I used to wear Carharts, but they are not made for it. Went out and spent the money on a great pair of snowmobile bib coveralls and boots. I have a coat that I bought from a City supplier that is yellow with refelctive tape sown into it. Everything is nylon coated so the snow just falls off. 

It will handle up to 8" of snow depending on the type. Have a Kubota BX2200 with a 50" blower for anything more than that.

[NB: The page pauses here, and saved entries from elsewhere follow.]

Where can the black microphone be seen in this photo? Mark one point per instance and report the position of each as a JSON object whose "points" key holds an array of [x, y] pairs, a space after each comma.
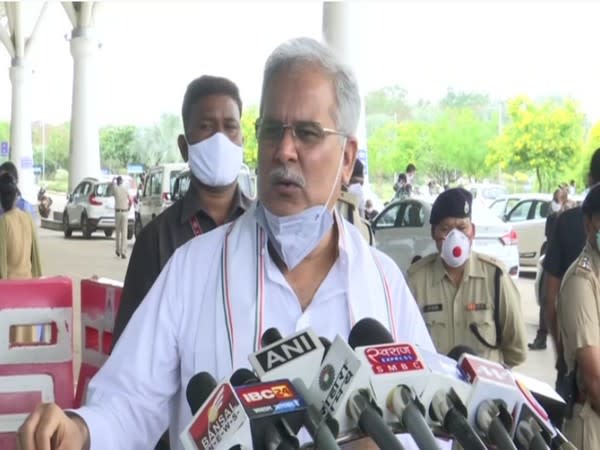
{"points": [[448, 409], [219, 419], [326, 344], [322, 430], [368, 332], [274, 408], [198, 389], [270, 336], [398, 398], [457, 351]]}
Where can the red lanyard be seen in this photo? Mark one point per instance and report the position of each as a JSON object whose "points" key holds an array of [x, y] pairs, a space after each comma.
{"points": [[195, 224]]}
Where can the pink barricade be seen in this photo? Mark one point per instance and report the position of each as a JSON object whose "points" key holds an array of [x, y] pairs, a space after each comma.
{"points": [[36, 349], [100, 298]]}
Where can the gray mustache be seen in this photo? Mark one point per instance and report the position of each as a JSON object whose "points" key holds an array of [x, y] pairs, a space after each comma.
{"points": [[284, 175]]}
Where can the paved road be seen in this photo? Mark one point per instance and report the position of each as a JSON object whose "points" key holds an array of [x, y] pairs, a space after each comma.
{"points": [[80, 258]]}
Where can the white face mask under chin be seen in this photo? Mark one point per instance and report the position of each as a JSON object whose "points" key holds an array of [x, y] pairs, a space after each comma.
{"points": [[215, 161], [295, 237], [456, 248]]}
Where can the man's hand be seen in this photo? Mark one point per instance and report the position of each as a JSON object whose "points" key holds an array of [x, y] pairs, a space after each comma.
{"points": [[49, 428]]}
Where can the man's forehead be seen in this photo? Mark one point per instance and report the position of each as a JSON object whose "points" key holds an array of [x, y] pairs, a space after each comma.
{"points": [[215, 106]]}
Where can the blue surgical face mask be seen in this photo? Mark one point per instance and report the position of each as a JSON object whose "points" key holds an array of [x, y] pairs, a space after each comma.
{"points": [[295, 237]]}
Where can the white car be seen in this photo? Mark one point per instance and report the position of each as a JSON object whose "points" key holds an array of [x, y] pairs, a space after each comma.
{"points": [[528, 218], [486, 193], [402, 231], [91, 207], [156, 194]]}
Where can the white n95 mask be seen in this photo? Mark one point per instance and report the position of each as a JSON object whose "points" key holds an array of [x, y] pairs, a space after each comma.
{"points": [[295, 237], [215, 161], [456, 248]]}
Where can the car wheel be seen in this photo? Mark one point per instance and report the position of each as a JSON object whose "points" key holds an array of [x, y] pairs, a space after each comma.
{"points": [[415, 259], [85, 226], [68, 231], [137, 227]]}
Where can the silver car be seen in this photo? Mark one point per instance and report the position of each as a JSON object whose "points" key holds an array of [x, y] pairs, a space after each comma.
{"points": [[91, 207], [402, 231]]}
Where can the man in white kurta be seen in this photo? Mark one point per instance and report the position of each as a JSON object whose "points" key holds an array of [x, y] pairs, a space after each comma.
{"points": [[289, 262]]}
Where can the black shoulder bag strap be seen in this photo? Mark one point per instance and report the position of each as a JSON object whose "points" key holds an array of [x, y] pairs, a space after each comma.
{"points": [[473, 325]]}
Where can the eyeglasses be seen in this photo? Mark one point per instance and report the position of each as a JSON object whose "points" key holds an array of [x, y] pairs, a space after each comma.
{"points": [[306, 133]]}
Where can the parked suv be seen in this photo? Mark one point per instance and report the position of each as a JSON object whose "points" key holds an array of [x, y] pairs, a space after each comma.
{"points": [[91, 207], [181, 184], [246, 180], [156, 193]]}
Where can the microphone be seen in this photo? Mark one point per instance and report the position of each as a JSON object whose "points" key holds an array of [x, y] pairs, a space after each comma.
{"points": [[488, 418], [275, 410], [490, 377], [220, 422], [397, 372], [326, 344], [369, 331], [342, 391], [296, 356], [270, 336], [529, 437], [404, 402], [322, 431], [450, 411], [457, 351]]}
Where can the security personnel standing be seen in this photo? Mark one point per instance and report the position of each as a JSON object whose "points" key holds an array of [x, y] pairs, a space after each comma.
{"points": [[466, 298], [122, 205], [578, 308]]}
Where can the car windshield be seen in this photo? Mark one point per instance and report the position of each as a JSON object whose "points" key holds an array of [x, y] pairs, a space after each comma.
{"points": [[483, 215], [103, 190]]}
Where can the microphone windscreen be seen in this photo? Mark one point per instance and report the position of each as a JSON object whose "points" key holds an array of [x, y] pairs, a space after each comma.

I love the cold. I love pushing snow and I love the money I make doing it. Would I rather be in a Holder with the cab, heat and radio going? Yea. But the speed can't be beat with a quad.


----------



## QuadPlower (Jan 4, 2007)

Let me add that I'm a professional sidewalk snow plower and no one should attempt to plow a sidewalk at speeds greater then the posted street speed limit.


----------



## QuadPlower (Jan 4, 2007)

Bump

What happened with this bid DHaight10?


----------



## DHaight10 (Oct 22, 2007)

The city still hasn't posted the winning bid, but it should be up any day now. The city requested that the bid be submitted in a $ / KM. I'm assuming the winning bid was somewhere between $20-$30 / KM. (1 km = 0.6 miles).
I've met with the guy who won the bid and he gave me a route that will work out to approximately 60km's. I'm guessing it will take about 6-8 hrs to complete if I can average 10-15km/hr. The actual driving distance between all the communities will probably add up to around 100-120 kms. The guy wanted me to give him a price per hour so after going over the entire route and mapping it out, estimating speed / time / distance / machine / insurance / on call 24/7 etc... I came to $75 / hour at a minimum. Any suggestions?


----------



## heather lawn spray (Mar 11, 2003)

framer1901;417254 said:


> He's up north, shouldn't it be loonies per mile not cents per mile?????


No it's loonies per _kilometre_


----------